Rafeal Montero is a 22-year-old right hander with a fastball that sits in the low-90s but has touched 94-95, along with a slider and changeup. While not possessing as high a ceiling as Snydergaard (Montero projects more of a #3 type as a ceiling... which frankly, behind Wheeler, Harvey and Snydergaard is potentially still insane), Montero is closer to the majors, splitting time between AA and AAA this season.  A command specialist who pounds the zone, Montero walks very few. In AA, his BB/9 was a mere 1.35 and in AAA it was an impressive 2.54. His time AAA is enlightening in another way as well. He posted a 3.05 ERA and 2.87 while calling Las Vegas home, one of the most offensively high-octane environments in the league. Fun note: Zack Wheeler's ERA in Las Vegas? 3.93. He'll start the season in AAA, but should see the majors before long.

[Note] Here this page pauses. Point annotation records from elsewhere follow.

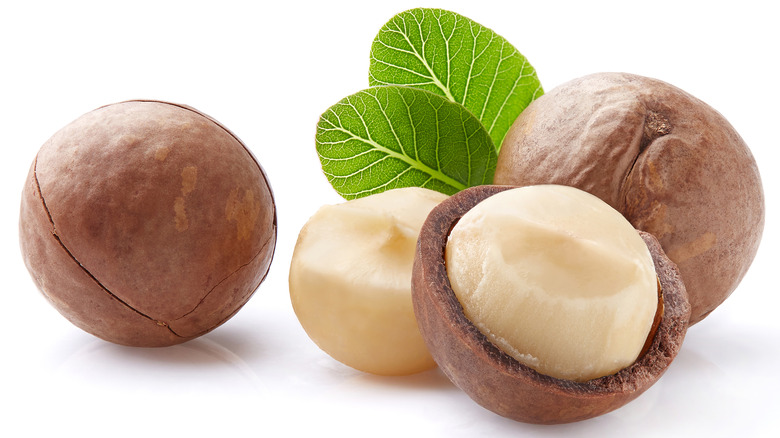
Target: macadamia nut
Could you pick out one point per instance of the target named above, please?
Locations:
(350, 280)
(556, 278)
(147, 223)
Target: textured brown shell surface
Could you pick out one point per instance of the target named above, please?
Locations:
(167, 215)
(669, 162)
(497, 381)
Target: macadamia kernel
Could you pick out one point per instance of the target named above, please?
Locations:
(556, 278)
(350, 280)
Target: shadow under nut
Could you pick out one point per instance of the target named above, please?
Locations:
(499, 382)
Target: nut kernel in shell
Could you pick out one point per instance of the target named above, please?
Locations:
(666, 160)
(350, 280)
(499, 382)
(556, 278)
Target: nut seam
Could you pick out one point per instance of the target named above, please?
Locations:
(83, 268)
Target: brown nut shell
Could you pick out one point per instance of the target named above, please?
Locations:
(147, 223)
(670, 163)
(499, 382)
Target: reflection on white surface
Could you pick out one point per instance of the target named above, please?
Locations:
(189, 367)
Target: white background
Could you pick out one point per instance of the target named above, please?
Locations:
(267, 73)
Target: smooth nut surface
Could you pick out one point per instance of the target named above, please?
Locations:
(669, 162)
(350, 280)
(147, 223)
(556, 278)
(499, 382)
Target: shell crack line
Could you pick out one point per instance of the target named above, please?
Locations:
(83, 268)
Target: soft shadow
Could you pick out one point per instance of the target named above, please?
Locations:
(431, 380)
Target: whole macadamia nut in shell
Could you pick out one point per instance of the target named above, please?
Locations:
(666, 160)
(147, 223)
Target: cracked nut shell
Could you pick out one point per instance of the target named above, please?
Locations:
(499, 382)
(147, 223)
(670, 163)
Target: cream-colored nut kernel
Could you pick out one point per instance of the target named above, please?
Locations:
(556, 278)
(350, 280)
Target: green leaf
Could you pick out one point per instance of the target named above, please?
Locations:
(453, 56)
(387, 137)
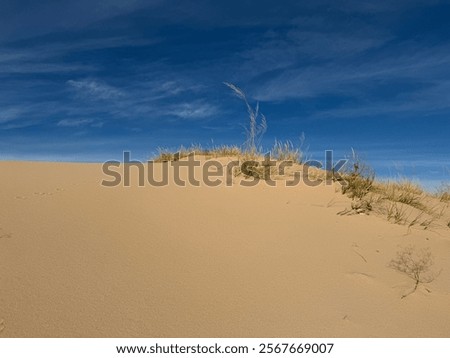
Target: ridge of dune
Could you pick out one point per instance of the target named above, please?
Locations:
(78, 259)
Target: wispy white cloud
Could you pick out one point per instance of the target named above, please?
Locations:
(95, 89)
(194, 110)
(74, 122)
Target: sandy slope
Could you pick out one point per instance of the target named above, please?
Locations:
(81, 260)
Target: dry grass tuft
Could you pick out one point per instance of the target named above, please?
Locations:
(415, 264)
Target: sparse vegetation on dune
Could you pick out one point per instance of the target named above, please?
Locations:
(401, 202)
(416, 264)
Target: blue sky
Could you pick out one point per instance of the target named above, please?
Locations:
(84, 80)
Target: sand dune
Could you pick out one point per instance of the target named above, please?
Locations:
(81, 260)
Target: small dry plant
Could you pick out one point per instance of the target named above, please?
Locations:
(359, 178)
(415, 264)
(257, 126)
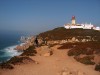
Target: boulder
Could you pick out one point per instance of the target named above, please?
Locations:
(44, 51)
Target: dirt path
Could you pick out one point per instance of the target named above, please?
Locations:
(52, 65)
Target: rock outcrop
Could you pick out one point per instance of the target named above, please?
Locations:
(44, 51)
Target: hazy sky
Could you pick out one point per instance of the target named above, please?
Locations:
(41, 15)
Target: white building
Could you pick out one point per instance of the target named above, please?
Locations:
(83, 26)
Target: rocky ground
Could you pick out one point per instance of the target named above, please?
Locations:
(53, 61)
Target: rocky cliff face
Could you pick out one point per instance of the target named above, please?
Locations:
(28, 42)
(61, 35)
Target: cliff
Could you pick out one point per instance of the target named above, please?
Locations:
(70, 35)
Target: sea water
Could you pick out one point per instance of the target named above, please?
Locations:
(8, 41)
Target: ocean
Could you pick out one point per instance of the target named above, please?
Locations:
(8, 41)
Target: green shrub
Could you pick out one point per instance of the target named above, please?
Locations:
(97, 67)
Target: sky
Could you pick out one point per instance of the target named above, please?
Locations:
(35, 16)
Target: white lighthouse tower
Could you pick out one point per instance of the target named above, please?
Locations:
(73, 20)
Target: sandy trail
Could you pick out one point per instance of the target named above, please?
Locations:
(51, 65)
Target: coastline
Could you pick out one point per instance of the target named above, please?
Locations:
(56, 64)
(56, 57)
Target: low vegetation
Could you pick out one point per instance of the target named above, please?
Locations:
(97, 67)
(29, 52)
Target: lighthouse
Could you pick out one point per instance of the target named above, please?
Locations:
(73, 20)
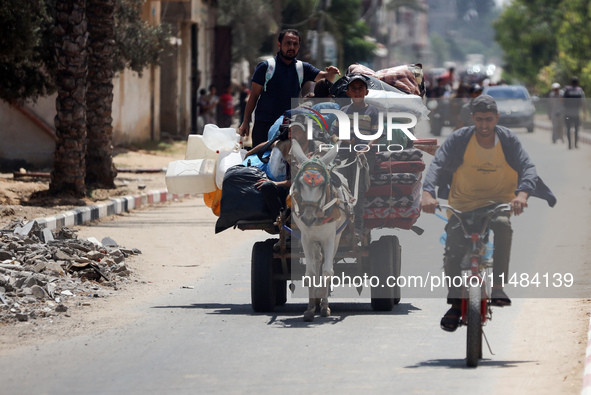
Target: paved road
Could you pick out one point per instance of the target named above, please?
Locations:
(208, 340)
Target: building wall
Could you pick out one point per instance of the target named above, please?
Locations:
(144, 107)
(132, 120)
(22, 140)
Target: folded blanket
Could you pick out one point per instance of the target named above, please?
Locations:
(393, 212)
(402, 223)
(395, 178)
(409, 154)
(393, 201)
(392, 189)
(399, 166)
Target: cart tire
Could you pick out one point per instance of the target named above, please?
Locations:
(381, 256)
(474, 336)
(262, 285)
(396, 263)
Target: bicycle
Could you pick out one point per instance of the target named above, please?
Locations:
(476, 308)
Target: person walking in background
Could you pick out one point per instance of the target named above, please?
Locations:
(201, 104)
(465, 117)
(275, 82)
(556, 113)
(227, 107)
(574, 100)
(244, 93)
(209, 105)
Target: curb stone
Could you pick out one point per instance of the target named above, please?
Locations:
(87, 214)
(584, 137)
(587, 372)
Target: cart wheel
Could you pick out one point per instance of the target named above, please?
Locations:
(262, 285)
(381, 256)
(474, 335)
(396, 263)
(280, 292)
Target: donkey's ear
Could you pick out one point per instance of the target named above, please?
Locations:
(331, 154)
(297, 151)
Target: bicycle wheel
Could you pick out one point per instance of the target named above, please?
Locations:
(474, 337)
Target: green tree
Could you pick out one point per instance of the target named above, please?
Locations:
(574, 42)
(100, 171)
(45, 46)
(527, 31)
(67, 177)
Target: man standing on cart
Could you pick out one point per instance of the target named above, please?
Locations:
(275, 82)
(367, 116)
(475, 166)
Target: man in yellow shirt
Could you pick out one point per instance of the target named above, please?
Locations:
(474, 166)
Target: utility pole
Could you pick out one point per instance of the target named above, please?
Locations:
(320, 43)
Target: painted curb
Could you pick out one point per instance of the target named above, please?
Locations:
(87, 214)
(587, 372)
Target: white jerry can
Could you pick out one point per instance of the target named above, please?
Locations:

If APOD Was GM: It's clear that the Mets were originally targeting 2014 for a return to over .500 baseball and even contention. Losing Harvey for the season has certainly put a kink in that plan but it doesn't mean it should be abandoned. While October may be much more unlikely now, the Mets can spend their newly recovered financial resources to shore up the team now, both for improvement in 2014 and outright contention in 2015. Two targets are pretty obvious. The Mets had one of the worst offensive outfields in baseball in 2013; they ranked 28th in wOBA at .302 and 23rd in wRC+ at 93. A lot of that offense came from a freaky good season from Marlon Byrd (I know) who was traded to the Pirates. That's an area in which  the Mets would like to improve and, what do you know, two of the top free agents of the off-season are outfielders!  I would expect the Mets to run hard at Sin-Soo Choo and Jacoby Ellsbury. Ellsbury will command the most money, for sure, but his defense is a nice add for the spacious Citi Field. Choo would be cheaper, but a poorer defender probably less suited for Queens. Also, with Harvey on the shelf, the Mets will need to fill some holes in the rotation as they wait for Harvey to return (and the rest of the young guns to arrive). Trading for a Price type would be ill-advised, instead I expect the Mets to go for a buy-low candidate who could rebound. An excellent option would be Phil Hughes. Hughes will never be the Super-Ace that Yankee fans once dreamed he would be, but thats not to say he can't be useful, even good, again. His biggest problem over the past few season has been being homer-prone (1.65 HR/9 in 2012, 1.48 in 2013), a problem exacerbated by pitching in Yankee Stadium. A move to the NL--and to a pitcher friendly park like Citi Field--could be just what he needs.